SHANGHAI: China stocks dipped on Wednesday as many traders were reluctant to take fresh positions ahead of the long Labour Day holiday, while data showed new export orders plummeted due to aggressive US tariffs.
But the Hong Kong market rose slightly, aided by a jump in tech stocks, and a rebound in property shares.
China’s blue-chip CSI300 Index fell 0.1% while the Shanghai Composite Index closed down 0.2%.
Hong Kong’s Hang Seng Index rose 0.5% for the session, but dropped 5% in April - the biggest monthly fall in 16 months.
China’s factory activity contracted at the fastest pace in 16 months in April, reflecting the impact of the US-China trade war, but the survey result also fuelled hopes for stronger government stimulus.
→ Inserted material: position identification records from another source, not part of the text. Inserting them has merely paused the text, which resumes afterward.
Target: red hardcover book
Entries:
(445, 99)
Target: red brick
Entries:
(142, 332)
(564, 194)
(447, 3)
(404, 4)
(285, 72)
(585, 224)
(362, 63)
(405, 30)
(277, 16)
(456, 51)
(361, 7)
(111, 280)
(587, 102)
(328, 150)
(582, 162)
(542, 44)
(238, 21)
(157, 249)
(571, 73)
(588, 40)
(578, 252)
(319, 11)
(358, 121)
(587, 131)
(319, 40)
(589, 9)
“We believe Beijing needs to take bolder moves,” Nomura Chief China economist Lu Ting wrote, estimating that 2.2% of China’s GDP will be directly hit by the tariffs. “Beijing has remained calmer than markets expected, but the risk is a worse-than-expected demand shock.”
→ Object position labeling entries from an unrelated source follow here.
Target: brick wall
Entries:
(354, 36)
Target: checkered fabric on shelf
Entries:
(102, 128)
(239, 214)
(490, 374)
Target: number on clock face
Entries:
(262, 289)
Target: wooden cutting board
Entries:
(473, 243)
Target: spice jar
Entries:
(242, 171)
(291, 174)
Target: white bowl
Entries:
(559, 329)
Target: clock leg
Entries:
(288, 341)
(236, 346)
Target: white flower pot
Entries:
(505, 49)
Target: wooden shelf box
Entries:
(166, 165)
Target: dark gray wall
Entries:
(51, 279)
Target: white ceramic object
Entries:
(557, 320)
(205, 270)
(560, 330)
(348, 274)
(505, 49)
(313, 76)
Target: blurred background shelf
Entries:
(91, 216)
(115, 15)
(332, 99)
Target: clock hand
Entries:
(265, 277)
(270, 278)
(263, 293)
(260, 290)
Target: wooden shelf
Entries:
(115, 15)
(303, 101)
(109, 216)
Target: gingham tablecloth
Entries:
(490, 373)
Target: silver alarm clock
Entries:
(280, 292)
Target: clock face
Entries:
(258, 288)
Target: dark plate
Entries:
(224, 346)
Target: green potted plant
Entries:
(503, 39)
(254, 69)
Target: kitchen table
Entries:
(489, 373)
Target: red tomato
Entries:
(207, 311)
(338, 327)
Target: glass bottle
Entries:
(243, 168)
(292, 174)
“Government stabilisation efforts will keep growing, and there will be more willingness for listed companies to distribute dividends and buy back shares,” said Zheng Gang, strategist at Yingda Securities.
The brokerage recommends high-dividend blue-chips, consumer stocks and tech shares, betting they will benefit from Beijing’s policy to boost consumption and support homegrown technologies.
China’s artificial intelligence (AI) stocks jumped after Chinese President Xi Jinping used a visit to Shanghai on Tuesday to push for breakthroughs in AI.